High levels of personal debt threaten the economy by making banks more vulnerable to downturns, a Bank of England official has said.

 In a speech to the University of Liverpool’s Institute for Risk and Uncertainty, Alex Brazier outlined the dangers posed by increasing amounts of household debt.

 Mr Brazier, the Bank’s financial stability director, said high levels of credit card debt and personal loans make banks more vulnerable to downturns because borrowers are more likely to default.

 He said high levels of mortgage debt make downturns deeper because consumers tend to cut back on spending in order to keep up repayments. “Household debt – like most things that are good in moderation – can be dangerous in excess,” he said.

 “Dangerous to borrowers, lenders and, most importantly from our perspective, everyone else in the economy.”

 Mr Brazier said lending has grown in line with the economy over the past two years and consumer debt levels are no higher relative to incomes than they have been for 20 years.

 But, he said, consumer credit has been growing rapidly. Outstanding car loans, credit card balance transfers and personal loans have increased by 10% in the past year while household incomes have gone up only by 1.5%.

 Mr Brazier said lenders can end up in a “spiral of complacency” in periods of good economic performance as they reduce prices and loosen lending criteria.

 As credit becomes cheaper, it’s taken up more widely and serviced more easily.

 “The spiral continues, and borrowers rack up more and more debt,” said Mr Brazier.

 “Lending standards can go from responsible to reckless very quickly.

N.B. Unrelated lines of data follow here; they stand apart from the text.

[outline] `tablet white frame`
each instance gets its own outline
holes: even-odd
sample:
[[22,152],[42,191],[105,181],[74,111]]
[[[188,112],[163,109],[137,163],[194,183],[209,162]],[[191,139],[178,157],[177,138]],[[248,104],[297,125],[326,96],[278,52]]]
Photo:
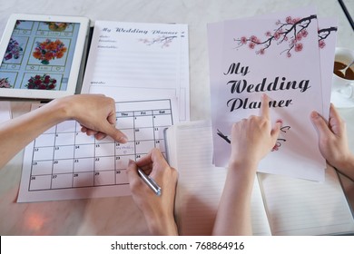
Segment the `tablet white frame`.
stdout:
[[[55,99],[75,93],[78,83],[82,59],[84,57],[85,44],[87,43],[90,20],[84,16],[65,16],[65,15],[12,15],[6,24],[5,32],[0,41],[0,61],[2,62],[10,41],[11,35],[15,29],[17,20],[38,21],[38,22],[63,22],[63,23],[78,23],[80,24],[79,33],[77,35],[76,45],[74,52],[72,66],[66,91],[48,91],[36,89],[15,89],[0,88],[0,97],[12,98],[30,98],[30,99]],[[81,85],[81,84],[79,84]]]

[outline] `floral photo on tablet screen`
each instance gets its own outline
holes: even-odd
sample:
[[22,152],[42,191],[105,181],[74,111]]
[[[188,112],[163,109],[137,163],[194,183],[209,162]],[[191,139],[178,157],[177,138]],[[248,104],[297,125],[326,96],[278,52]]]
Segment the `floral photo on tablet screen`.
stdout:
[[40,60],[43,64],[49,64],[49,61],[62,58],[67,50],[64,44],[59,39],[54,42],[50,39],[45,39],[42,43],[36,42],[35,44],[36,47],[33,56]]

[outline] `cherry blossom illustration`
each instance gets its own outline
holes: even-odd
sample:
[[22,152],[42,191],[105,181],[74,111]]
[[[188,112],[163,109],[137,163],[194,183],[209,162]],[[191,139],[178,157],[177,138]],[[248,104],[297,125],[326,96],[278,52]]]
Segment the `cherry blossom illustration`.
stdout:
[[[291,127],[290,126],[283,126],[280,128],[280,133],[286,133]],[[225,142],[227,142],[228,143],[231,143],[231,141],[230,140],[229,136],[228,135],[225,135],[223,134],[219,129],[217,130],[217,134],[221,138],[223,139]],[[273,148],[271,149],[271,151],[279,151],[279,149],[280,148],[281,144],[283,142],[285,142],[287,140],[284,139],[284,138],[278,138],[277,139],[277,142],[275,143],[275,145],[273,146]]]
[[158,36],[152,39],[139,39],[139,42],[145,44],[148,46],[152,44],[160,44],[162,48],[169,47],[172,43],[173,39],[177,38],[177,36]]
[[277,28],[273,32],[267,31],[264,34],[265,38],[251,35],[233,40],[237,42],[236,48],[247,45],[250,49],[256,50],[257,54],[264,54],[266,50],[273,44],[278,45],[287,44],[287,49],[282,51],[280,54],[286,53],[287,57],[291,57],[291,53],[302,51],[304,47],[303,40],[309,34],[307,28],[316,18],[317,15],[315,15],[304,18],[288,16],[285,21],[278,20],[275,23]]
[[330,35],[330,34],[333,32],[337,32],[337,27],[331,26],[328,28],[322,28],[319,30],[319,46],[320,49],[322,49],[326,46],[325,40]]

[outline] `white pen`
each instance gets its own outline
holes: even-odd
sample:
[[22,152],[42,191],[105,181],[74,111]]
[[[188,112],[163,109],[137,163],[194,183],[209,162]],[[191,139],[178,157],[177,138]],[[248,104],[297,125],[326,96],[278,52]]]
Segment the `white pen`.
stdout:
[[161,196],[161,187],[153,181],[152,178],[146,175],[141,169],[138,168],[138,173],[143,181],[155,192],[157,196]]

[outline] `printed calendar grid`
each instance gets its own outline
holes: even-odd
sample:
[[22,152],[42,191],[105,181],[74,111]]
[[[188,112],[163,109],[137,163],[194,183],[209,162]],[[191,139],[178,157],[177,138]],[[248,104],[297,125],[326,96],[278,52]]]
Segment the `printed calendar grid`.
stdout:
[[116,103],[116,127],[128,136],[125,144],[109,137],[96,141],[81,132],[75,121],[46,131],[34,142],[28,191],[127,185],[129,160],[138,160],[153,147],[165,152],[163,130],[173,123],[172,113],[170,100],[160,103],[164,106],[150,109],[146,101],[138,110],[129,110],[132,102]]

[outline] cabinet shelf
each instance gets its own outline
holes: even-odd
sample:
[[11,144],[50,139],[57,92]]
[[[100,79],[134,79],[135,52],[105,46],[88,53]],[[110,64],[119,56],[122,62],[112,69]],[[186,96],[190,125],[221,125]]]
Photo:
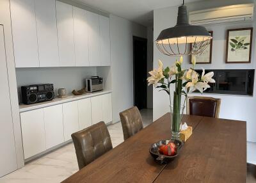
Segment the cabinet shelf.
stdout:
[[106,93],[111,93],[111,90],[103,90],[100,92],[93,92],[93,93],[86,93],[83,95],[70,95],[68,96],[66,98],[64,99],[60,99],[60,98],[55,98],[55,99],[51,100],[51,101],[47,101],[47,102],[44,102],[42,103],[36,103],[34,104],[30,104],[30,105],[25,105],[24,104],[20,104],[19,106],[20,108],[20,113],[23,113],[26,111],[29,111],[34,109],[37,109],[40,108],[43,108],[45,107],[49,107],[51,106],[54,106],[54,105],[58,105],[60,104],[63,104],[66,102],[69,102],[72,101],[75,101],[75,100],[81,100],[83,99],[86,99],[86,98],[89,98],[89,97],[93,97],[98,95],[101,95]]

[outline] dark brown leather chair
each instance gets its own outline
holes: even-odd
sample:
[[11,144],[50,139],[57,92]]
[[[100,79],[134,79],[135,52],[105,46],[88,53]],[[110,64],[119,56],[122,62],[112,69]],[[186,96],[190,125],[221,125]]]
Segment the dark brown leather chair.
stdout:
[[125,140],[143,129],[141,116],[136,106],[120,113],[119,115]]
[[113,148],[105,123],[100,122],[71,135],[79,170]]
[[221,99],[204,97],[189,97],[187,114],[219,118]]

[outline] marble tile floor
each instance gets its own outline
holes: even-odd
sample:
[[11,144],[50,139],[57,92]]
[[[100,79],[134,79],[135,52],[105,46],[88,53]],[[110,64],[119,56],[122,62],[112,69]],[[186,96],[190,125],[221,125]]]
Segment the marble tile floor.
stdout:
[[[144,127],[152,122],[152,109],[141,111]],[[120,122],[108,126],[113,147],[124,141]],[[75,148],[70,143],[2,178],[0,183],[54,183],[60,182],[78,171]]]

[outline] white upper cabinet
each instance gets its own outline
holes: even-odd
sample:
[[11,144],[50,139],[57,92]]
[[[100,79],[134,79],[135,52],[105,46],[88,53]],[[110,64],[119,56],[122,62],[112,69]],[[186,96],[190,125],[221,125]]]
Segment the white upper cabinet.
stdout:
[[78,100],[78,115],[79,130],[83,130],[92,125],[91,99]]
[[40,67],[58,67],[55,0],[35,2]]
[[57,29],[61,67],[75,66],[73,6],[56,1]]
[[34,0],[11,0],[10,9],[16,67],[38,67]]
[[76,66],[89,66],[87,12],[73,7]]
[[105,123],[112,122],[112,95],[102,95],[102,115]]
[[89,32],[90,66],[100,66],[100,26],[99,15],[87,12]]
[[101,65],[108,66],[110,63],[110,26],[109,19],[99,15],[100,22],[100,60]]
[[44,109],[46,148],[64,142],[62,104],[45,107]]
[[71,139],[71,134],[79,130],[78,124],[77,101],[63,104],[64,139]]

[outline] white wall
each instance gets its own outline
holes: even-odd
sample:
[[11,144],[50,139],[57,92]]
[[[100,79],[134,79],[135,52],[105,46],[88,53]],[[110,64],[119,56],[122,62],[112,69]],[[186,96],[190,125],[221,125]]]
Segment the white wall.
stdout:
[[[147,45],[147,72],[153,69],[153,28],[147,28],[147,38],[148,38],[148,45]],[[148,74],[149,76],[149,74]],[[147,88],[147,106],[148,109],[153,108],[153,86],[148,86]]]
[[113,122],[119,113],[133,106],[132,36],[147,38],[147,28],[110,15]]
[[[214,2],[213,2],[214,1]],[[225,1],[225,2],[224,2]],[[246,3],[253,3],[253,1],[204,1],[188,4],[188,8],[190,10],[198,10],[204,8],[210,8],[221,6],[241,4]],[[160,31],[165,28],[172,27],[176,24],[178,6],[170,7],[161,10],[156,10],[154,12],[154,40],[157,38]],[[254,19],[255,19],[255,18]],[[225,46],[227,29],[232,28],[241,28],[253,27],[253,39],[252,47],[252,56],[251,63],[244,64],[225,64]],[[231,69],[231,68],[255,68],[255,44],[256,27],[255,22],[225,24],[212,25],[206,27],[207,30],[213,31],[213,45],[212,45],[212,60],[211,65],[197,65],[196,68],[204,67],[205,68],[214,69]],[[169,57],[161,54],[156,46],[154,47],[154,67],[157,67],[159,59],[163,61],[164,65],[171,66],[174,63],[175,57]],[[184,68],[189,68],[189,60],[184,58],[183,65]],[[253,97],[237,95],[207,95],[208,97],[212,97],[221,99],[221,111],[220,117],[222,118],[229,118],[233,120],[244,120],[247,122],[247,140],[249,141],[256,141],[256,83],[254,84]],[[156,120],[166,112],[169,111],[169,103],[168,96],[165,93],[154,90],[153,102],[153,118]]]
[[[17,83],[15,77],[13,48],[12,44],[10,2],[8,0],[0,1],[0,24],[3,25],[4,26],[7,69],[8,72],[8,81],[11,98],[14,137],[15,141],[17,168],[19,168],[24,166],[24,163],[18,97],[17,95]],[[4,150],[1,149],[1,150]],[[4,165],[1,164],[1,166]]]

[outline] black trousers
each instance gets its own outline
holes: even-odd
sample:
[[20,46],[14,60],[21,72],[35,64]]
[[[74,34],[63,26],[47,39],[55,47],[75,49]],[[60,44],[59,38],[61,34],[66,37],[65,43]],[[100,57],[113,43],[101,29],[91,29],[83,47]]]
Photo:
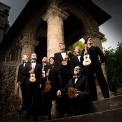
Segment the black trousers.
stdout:
[[20,88],[21,88],[21,93],[22,93],[22,108],[21,108],[21,110],[24,111],[26,109],[26,85],[22,83],[20,85]]
[[85,74],[88,77],[89,84],[90,84],[90,98],[91,101],[97,101],[97,90],[96,90],[96,83],[95,83],[95,77],[94,77],[94,71],[92,69],[92,65],[88,65],[84,67]]
[[103,97],[109,98],[109,87],[104,77],[100,62],[96,62],[95,64],[93,64],[93,71],[96,74],[96,78],[98,80],[98,84],[102,91]]
[[26,112],[28,115],[38,116],[39,112],[39,86],[30,84],[26,86]]

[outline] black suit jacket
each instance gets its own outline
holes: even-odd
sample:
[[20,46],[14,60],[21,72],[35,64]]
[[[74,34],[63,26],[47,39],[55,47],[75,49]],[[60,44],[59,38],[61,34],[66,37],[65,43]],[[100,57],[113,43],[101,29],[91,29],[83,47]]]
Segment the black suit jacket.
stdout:
[[36,66],[35,66],[34,74],[35,74],[36,81],[34,83],[30,82],[30,73],[29,73],[29,71],[31,70],[31,62],[28,62],[25,68],[26,69],[24,70],[24,75],[26,76],[26,85],[29,85],[29,84],[39,85],[39,84],[41,84],[42,69],[41,69],[40,64],[36,63]]
[[17,82],[20,82],[21,84],[25,83],[26,81],[26,75],[24,73],[25,70],[26,70],[26,64],[25,67],[23,66],[23,64],[20,64],[18,69]]
[[83,69],[83,57],[81,55],[80,61],[78,57],[75,55],[71,59],[71,70],[72,70],[72,75],[74,74],[74,67],[79,66],[81,69]]

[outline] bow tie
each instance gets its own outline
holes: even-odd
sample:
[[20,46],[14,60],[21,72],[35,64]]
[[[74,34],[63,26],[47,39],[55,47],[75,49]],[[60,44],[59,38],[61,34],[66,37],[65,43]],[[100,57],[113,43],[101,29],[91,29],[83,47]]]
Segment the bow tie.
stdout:
[[36,61],[31,61],[31,63],[36,63]]

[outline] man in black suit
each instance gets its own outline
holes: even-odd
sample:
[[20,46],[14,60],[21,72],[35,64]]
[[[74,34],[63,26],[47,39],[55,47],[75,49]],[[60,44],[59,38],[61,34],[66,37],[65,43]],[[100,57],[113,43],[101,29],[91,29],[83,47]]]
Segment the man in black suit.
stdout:
[[22,107],[19,110],[19,114],[21,114],[21,112],[25,111],[26,109],[26,75],[23,74],[26,64],[28,62],[28,56],[26,54],[22,55],[22,64],[19,65],[19,69],[18,69],[18,76],[17,76],[17,87],[21,88],[21,93],[22,93]]
[[60,75],[62,78],[61,88],[64,88],[71,79],[71,58],[73,54],[66,51],[65,44],[59,43],[60,52],[54,54],[54,58],[60,70]]
[[[71,58],[73,54],[68,53],[64,43],[59,43],[60,52],[54,54],[54,58],[57,62],[57,66],[60,72],[60,89],[65,88],[69,79],[71,79]],[[59,98],[58,105],[60,106],[59,117],[67,116],[69,113],[68,101],[65,96]],[[65,112],[65,113],[64,113]]]
[[[68,93],[69,104],[72,115],[80,115],[88,112],[88,106],[90,102],[90,90],[89,81],[86,75],[82,73],[82,69],[79,66],[74,68],[74,77],[69,80],[64,89],[57,91],[57,96],[62,96]],[[69,93],[69,89],[74,89],[73,96]]]
[[90,55],[90,59],[92,61],[91,71],[96,75],[103,97],[109,98],[109,87],[101,68],[101,64],[105,62],[104,54],[99,47],[92,46],[93,42],[91,37],[88,37],[85,40],[85,43],[87,44],[87,50]]
[[74,74],[75,66],[80,66],[80,68],[83,68],[83,57],[81,55],[80,46],[76,46],[74,51],[75,55],[71,59],[72,75]]
[[38,120],[39,108],[39,88],[41,85],[41,66],[36,62],[36,53],[31,54],[31,61],[27,64],[25,74],[26,78],[26,117],[33,115],[34,120]]

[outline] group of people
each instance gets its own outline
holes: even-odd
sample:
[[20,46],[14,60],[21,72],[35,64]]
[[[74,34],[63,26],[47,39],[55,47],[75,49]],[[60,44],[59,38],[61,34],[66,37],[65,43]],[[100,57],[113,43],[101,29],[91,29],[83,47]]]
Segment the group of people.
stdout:
[[91,37],[85,40],[85,49],[75,47],[75,55],[66,51],[65,44],[59,43],[60,52],[54,57],[43,57],[36,62],[33,53],[30,60],[22,56],[19,66],[17,86],[22,91],[26,118],[47,115],[51,119],[52,101],[56,101],[56,116],[66,117],[89,112],[89,103],[97,100],[95,79],[99,83],[104,98],[109,98],[109,88],[102,72],[105,62],[102,51],[92,45]]

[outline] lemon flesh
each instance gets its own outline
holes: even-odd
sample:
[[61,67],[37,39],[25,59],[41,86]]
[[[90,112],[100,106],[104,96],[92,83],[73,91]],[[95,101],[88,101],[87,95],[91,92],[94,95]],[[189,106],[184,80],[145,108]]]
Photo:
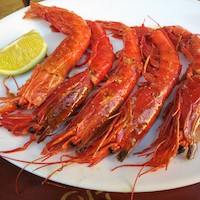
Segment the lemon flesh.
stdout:
[[40,33],[31,30],[0,49],[0,74],[15,76],[29,71],[45,58],[47,50]]

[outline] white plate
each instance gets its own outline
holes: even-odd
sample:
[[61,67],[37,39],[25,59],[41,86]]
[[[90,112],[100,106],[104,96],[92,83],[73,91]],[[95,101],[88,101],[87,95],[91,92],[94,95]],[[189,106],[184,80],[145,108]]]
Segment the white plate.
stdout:
[[[150,16],[161,26],[181,25],[193,33],[200,33],[200,2],[197,0],[52,0],[43,2],[45,5],[57,5],[73,10],[85,19],[101,19],[121,21],[128,25],[141,25],[146,19],[146,25],[156,26],[147,16]],[[62,34],[52,33],[49,24],[40,19],[22,19],[27,8],[22,9],[0,21],[0,48],[30,29],[37,29],[47,41],[49,53],[64,38]],[[22,84],[29,74],[18,76],[17,81]],[[3,76],[0,76],[1,80]],[[16,91],[12,81],[8,81],[13,91]],[[0,85],[0,96],[5,95],[4,87]],[[148,145],[151,134],[156,130],[159,121],[151,129],[148,136],[137,149]],[[0,128],[0,150],[12,149],[21,146],[28,138],[14,137],[5,129]],[[9,154],[12,158],[32,161],[40,156],[40,151],[45,143],[32,144],[26,151]],[[158,191],[177,188],[200,182],[200,152],[195,159],[187,161],[184,157],[177,156],[170,163],[167,170],[159,170],[142,176],[136,185],[136,192]],[[56,158],[53,158],[54,160]],[[137,157],[130,156],[125,163],[137,163]],[[23,168],[25,164],[14,162]],[[130,192],[139,168],[121,168],[110,170],[120,163],[114,157],[103,160],[98,165],[89,168],[87,165],[77,165],[64,168],[52,176],[52,180],[94,190]],[[26,170],[41,177],[47,177],[58,166],[49,166],[33,171],[35,165],[29,165]]]

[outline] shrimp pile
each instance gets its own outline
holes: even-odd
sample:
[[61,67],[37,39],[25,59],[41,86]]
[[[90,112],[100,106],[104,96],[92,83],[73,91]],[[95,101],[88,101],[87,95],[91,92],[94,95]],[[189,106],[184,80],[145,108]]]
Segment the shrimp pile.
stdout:
[[[122,162],[148,134],[175,88],[157,138],[138,152],[152,155],[140,166],[151,167],[148,172],[167,168],[183,151],[187,159],[194,157],[200,140],[198,34],[180,26],[84,20],[63,8],[31,3],[25,18],[36,16],[67,38],[36,66],[16,96],[0,98],[0,126],[15,136],[31,135],[24,146],[7,152],[48,137],[41,152],[47,157],[70,150],[75,154],[69,163],[94,166],[110,154]],[[116,53],[111,35],[123,43]],[[179,51],[190,61],[182,78]],[[86,68],[68,78],[84,55]]]

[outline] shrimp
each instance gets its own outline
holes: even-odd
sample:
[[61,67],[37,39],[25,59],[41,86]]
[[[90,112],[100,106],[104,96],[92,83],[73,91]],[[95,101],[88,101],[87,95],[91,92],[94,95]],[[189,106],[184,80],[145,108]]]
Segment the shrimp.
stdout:
[[114,53],[106,32],[97,22],[87,21],[87,23],[92,31],[92,50],[88,67],[65,81],[32,114],[20,112],[2,114],[0,119],[2,126],[14,135],[32,133],[41,135],[38,142],[43,140],[72,115],[112,68]]
[[50,22],[52,29],[67,34],[67,38],[42,63],[37,64],[31,77],[19,88],[16,96],[1,98],[3,106],[0,107],[0,114],[41,105],[64,82],[89,45],[91,30],[75,13],[32,2],[24,17],[37,16]]
[[144,57],[145,54],[149,55],[146,58],[148,66],[143,72],[147,82],[130,94],[107,132],[92,143],[88,150],[78,152],[71,162],[89,163],[93,166],[114,153],[118,153],[116,157],[122,162],[159,116],[165,100],[178,81],[181,65],[176,49],[163,30],[144,33],[141,48]]
[[186,74],[178,85],[174,99],[167,106],[164,122],[157,139],[141,154],[154,150],[153,157],[144,165],[149,171],[167,168],[169,162],[185,150],[186,158],[192,159],[200,140],[200,37],[180,26],[163,28],[185,57],[191,61]]
[[43,150],[43,154],[56,154],[72,147],[86,148],[104,132],[122,106],[140,77],[143,63],[136,31],[124,24],[121,27],[124,48],[118,54],[116,66],[104,85],[86,102],[81,111],[70,121],[66,131],[55,135]]

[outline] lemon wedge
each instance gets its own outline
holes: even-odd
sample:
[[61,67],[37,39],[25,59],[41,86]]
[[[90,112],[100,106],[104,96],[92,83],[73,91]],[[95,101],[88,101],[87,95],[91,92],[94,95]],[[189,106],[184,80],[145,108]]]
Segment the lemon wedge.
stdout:
[[0,74],[23,74],[41,62],[48,46],[39,32],[31,30],[0,49]]

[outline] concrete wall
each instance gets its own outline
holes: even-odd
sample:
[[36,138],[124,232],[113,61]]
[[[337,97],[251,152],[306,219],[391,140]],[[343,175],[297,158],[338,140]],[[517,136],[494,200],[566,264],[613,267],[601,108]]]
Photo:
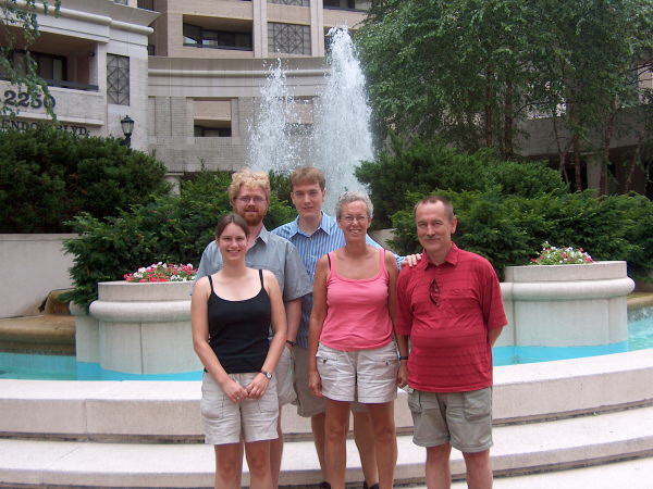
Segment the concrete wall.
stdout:
[[0,235],[0,317],[38,314],[48,293],[72,287],[73,256],[62,240],[76,235]]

The sorry fact is that as lenders think the risks they face are falling, the risks they - and the wider economy – face are actually growing.”

 Mr Brazier said the Bank of England is putting in place defence lines to guard against the spiral of complacency and protect the wider economy.

 These include pro-active supervision of banks and building societies, regular stress-testing of lenders and the restriction of high loan-to-income mortgage lending.